Web browsers are built to understand HTML and CSS and convert those languages into a visual display on the screen. The part of the web browser that understands HTML and CSS is called the rendering engine. 

But most browsers also have something called a JavaScript interpreter. That’s the part of the browser that understands JavaScript and can execute the steps of a JavaScript program. The web browser is usually expecting HTML, so you must specifically tell the browser when JavaScript is coming by using the <script> tag.

The <script> tag is regular HTML. It acts like a switch that in effect says “Hey, web browser, here comes some JavaScript code; you don’t know what to do with it, so hand it off to the JavaScript interpreter.” When the web browser encounters the closing </script> tag, it knows it’s reached the end of the JavaScript program and can get back to its normal duties.

Much of the time, you’ll add the <script> tag in the web page’s <head> section, like this:

<html>
  <head>
    <title>My Web Page</title>
    <script type="text/javascript">
    </script>
  </head>
</html>

The <script> tag’s type attribute indicates the format and the type of script that follows. In this case, type=“text/javascript” means the script is regular text (just like HTML) and that it’s written in JavaScript.

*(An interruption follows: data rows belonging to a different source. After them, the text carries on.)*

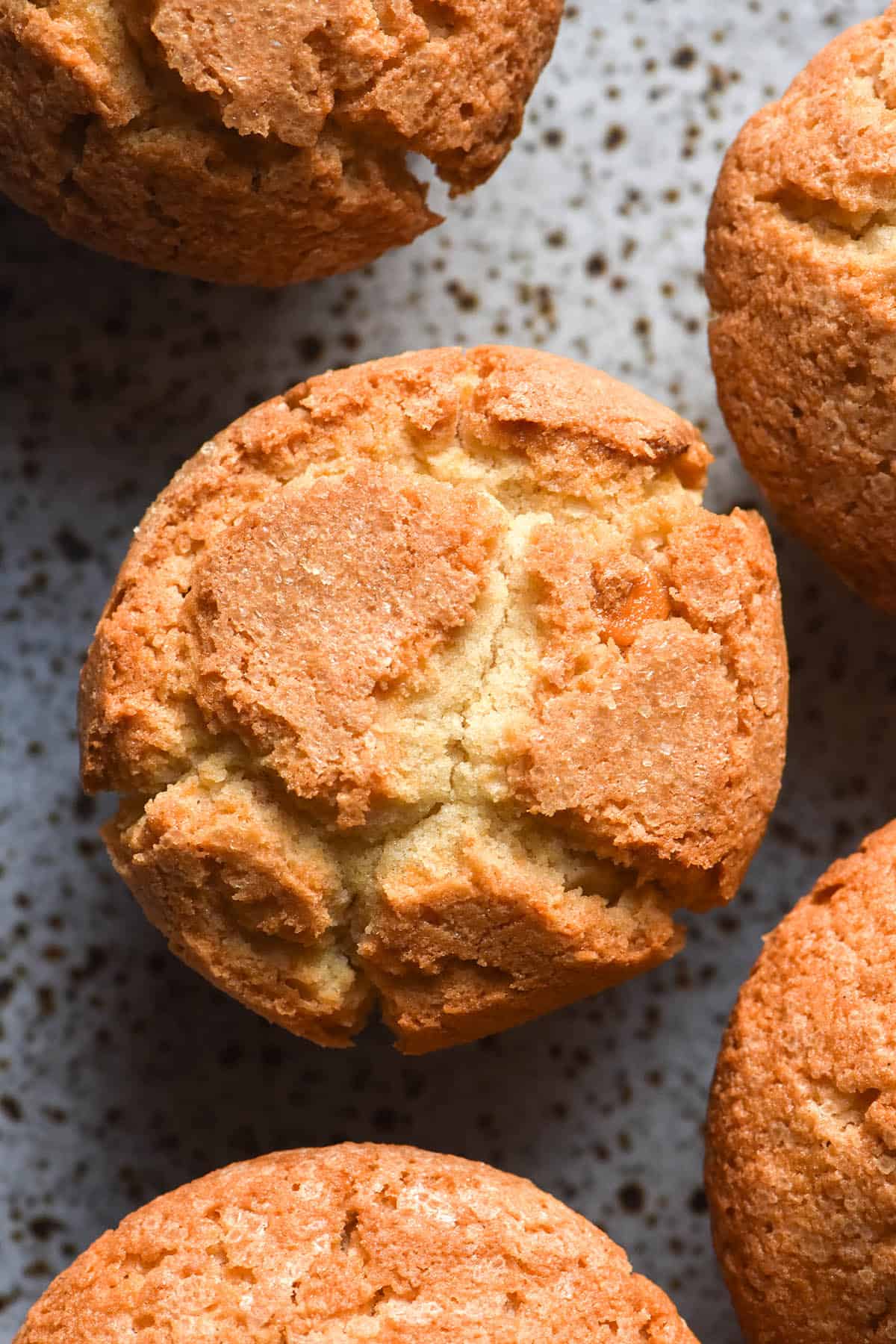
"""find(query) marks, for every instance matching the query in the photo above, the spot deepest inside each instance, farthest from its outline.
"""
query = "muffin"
(355, 1242)
(802, 1120)
(253, 146)
(432, 685)
(800, 273)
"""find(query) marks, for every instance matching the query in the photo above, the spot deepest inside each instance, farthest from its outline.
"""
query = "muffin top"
(437, 680)
(802, 1120)
(356, 1242)
(800, 273)
(258, 144)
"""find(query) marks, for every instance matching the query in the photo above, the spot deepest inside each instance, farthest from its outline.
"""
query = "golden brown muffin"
(801, 257)
(801, 1155)
(432, 682)
(254, 144)
(356, 1242)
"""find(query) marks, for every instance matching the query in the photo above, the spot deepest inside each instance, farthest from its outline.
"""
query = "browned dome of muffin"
(356, 1242)
(433, 683)
(801, 1162)
(801, 249)
(257, 144)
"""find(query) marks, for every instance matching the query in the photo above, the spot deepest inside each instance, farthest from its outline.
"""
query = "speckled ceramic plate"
(121, 1073)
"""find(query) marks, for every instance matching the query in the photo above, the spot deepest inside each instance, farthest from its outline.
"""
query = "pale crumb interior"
(450, 735)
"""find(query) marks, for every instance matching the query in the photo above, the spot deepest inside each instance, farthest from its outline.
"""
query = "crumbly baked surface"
(433, 683)
(358, 1242)
(257, 146)
(800, 272)
(801, 1154)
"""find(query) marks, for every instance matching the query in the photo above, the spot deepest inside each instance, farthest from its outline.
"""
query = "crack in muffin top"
(433, 683)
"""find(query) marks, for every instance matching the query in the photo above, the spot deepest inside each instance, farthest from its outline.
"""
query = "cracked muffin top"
(801, 246)
(432, 683)
(355, 1242)
(802, 1119)
(257, 144)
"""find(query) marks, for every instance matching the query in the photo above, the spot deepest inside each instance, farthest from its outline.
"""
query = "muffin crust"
(355, 1242)
(801, 1144)
(433, 683)
(257, 146)
(800, 273)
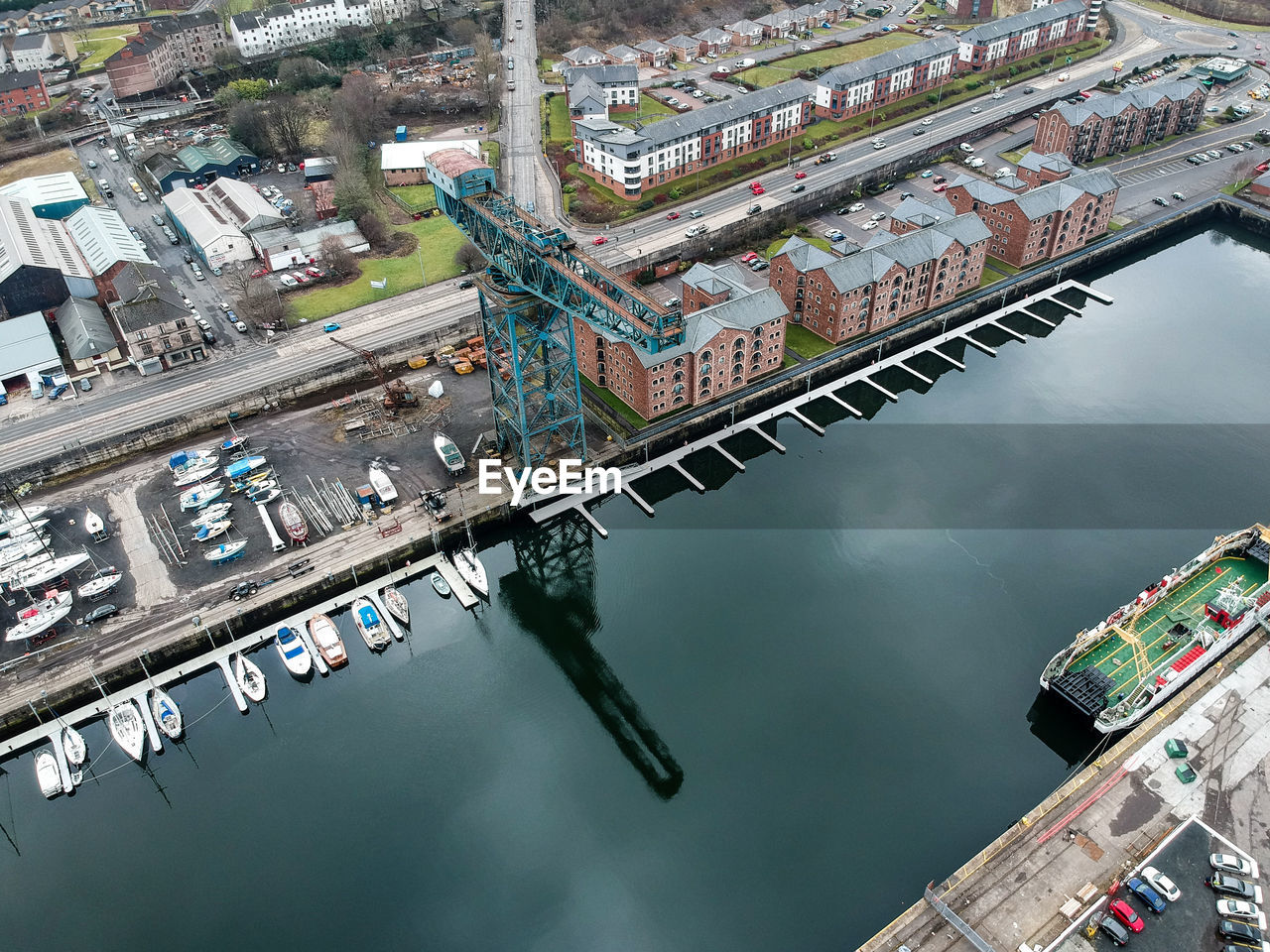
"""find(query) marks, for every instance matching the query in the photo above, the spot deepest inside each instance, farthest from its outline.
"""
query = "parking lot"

If you’re using HTML5, life is even simpler. You can skip the type attribute entirely:

<html>
  <head>
    <title>My Web Page</title>
    <script>
    </script>
  </head>
</html>

You then add your JavaScript code between the opening and closing <script> tags:

<html>
  <head>
    <title>My Web Page</title>
    <script>
      alert('hello world!');
    </script>
  </head>
</html>

You’ll find out what this JavaScript does in a moment. For now, turn your attention to the opening and closing <script> tags. To add a script to your page, start by inserting these tags. In many cases, you’ll put the <script> tags in the page’s <head> in order to keep your JavaScript code neatly organized in one area of the web page.

However, it’s perfectly valid to put <script> tags anywhere inside the page’s HTML. In fact, as you’ll see later in this chapter, there’s a JavaScript command that lets you write information directly into a web page. Using that command, you place the <script> tags in the location on the page (somewhere inside the body) where you want the script to write its message.